Tag: Xenophobia

  • August 22, 2019 UPDATE

    August 22, 2019 UPDATE

    CANDIDACY The National Executive Committee of the Social Democratic Party,
    number one in the government coalition in Bucharest, is to convene on Friday to
    validate the candidacy of incumbent Prime Minister Viorica Dancila for the
    presidential election this autumn. The country’s president Klaus Iohannis has
    also announced his intention to run for the presidential seat. Iohannis is
    backed by the National Liberal Party, the main opposition party in Romania.
    Another candidate is Dan Barna, head of the USR-PLUS Alliance, also in
    opposition, as well as Calin Popescu Tariceanu leader of ALDE, the second party
    in the ruling coalition.










    DAY On Friday Romania marks 75 years since the
    country’s former king, Mihai 1st, decided to arrest Marshal Ion Antonescu, the
    head of the pro-German government in Bucharest taking Romania out of the Axis.
    According to historians, the king’s decision to join the Allied Powers
    shortened the war in Europe by six months saving hundreds of thousands of lives.
    Three years later when the country was under the Soviet occupation and led by a
    puppet government, the king was forced to abdicate and go into exile. The
    former king returned to Romania after the anti-communist revolution of 1989 and
    died two years ago at the age of 96.










    SURVEY Students from Eastern Europe in schools across England and
    Scotland have been facing an increasing wave of racism and xenophobia, shows a
    survey conducted by the Strathclyde University in Glasgow.
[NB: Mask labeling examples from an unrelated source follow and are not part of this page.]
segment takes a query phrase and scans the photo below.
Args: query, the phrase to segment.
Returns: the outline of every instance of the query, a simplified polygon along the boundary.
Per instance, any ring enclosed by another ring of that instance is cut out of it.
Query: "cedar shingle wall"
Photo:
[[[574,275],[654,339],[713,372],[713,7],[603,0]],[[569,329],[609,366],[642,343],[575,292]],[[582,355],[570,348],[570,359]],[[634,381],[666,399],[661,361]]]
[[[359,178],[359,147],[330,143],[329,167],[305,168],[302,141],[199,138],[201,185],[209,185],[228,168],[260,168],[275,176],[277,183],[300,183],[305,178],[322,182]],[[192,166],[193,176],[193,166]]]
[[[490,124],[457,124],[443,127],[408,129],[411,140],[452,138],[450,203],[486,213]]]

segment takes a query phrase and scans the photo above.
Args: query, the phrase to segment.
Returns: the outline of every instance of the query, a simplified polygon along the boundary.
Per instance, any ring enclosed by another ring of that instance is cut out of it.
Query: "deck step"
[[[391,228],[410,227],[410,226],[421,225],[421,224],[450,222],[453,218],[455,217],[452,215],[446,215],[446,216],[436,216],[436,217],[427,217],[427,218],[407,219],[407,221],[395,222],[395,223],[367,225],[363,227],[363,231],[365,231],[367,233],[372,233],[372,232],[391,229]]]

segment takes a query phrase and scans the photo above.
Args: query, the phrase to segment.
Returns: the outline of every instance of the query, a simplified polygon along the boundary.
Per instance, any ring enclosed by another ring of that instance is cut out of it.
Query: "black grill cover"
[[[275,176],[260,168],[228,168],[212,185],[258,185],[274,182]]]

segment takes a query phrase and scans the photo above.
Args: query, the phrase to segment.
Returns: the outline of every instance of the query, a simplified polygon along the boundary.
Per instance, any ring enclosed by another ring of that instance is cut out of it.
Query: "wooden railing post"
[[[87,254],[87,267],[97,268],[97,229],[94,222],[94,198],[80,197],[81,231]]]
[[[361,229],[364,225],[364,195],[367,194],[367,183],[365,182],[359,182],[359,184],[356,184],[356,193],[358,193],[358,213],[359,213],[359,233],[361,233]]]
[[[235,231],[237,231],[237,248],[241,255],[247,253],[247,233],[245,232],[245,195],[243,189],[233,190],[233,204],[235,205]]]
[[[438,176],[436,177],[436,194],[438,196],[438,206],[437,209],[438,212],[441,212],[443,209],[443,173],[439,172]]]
The Brexit
    referendum and the anti-migration discourse of some politicians have largely contributed
    to this phenomenon in the past three years. According to the study, quoted by
    Radio Romania correspondent, 77% of the students interviewed have confessed
    they suffered in a way or another from acts of racism, xenophobia and
    harassment, while half of them say that such abuses have increased after the 2016
    Brexit referendum. The interviewees say they have been victims of verbal abuse
    in the street, transport means or even on school premises and some of them have
    accused the teaching staff of having ignored the phenomenon. The survey, which
    was conducted between October 2016 and May 2018, involved over 1,000 students
    with ages between 12 and 18 mostly from countries like Romania, Poland and
    Lithuania who lived in Britain for at least three years.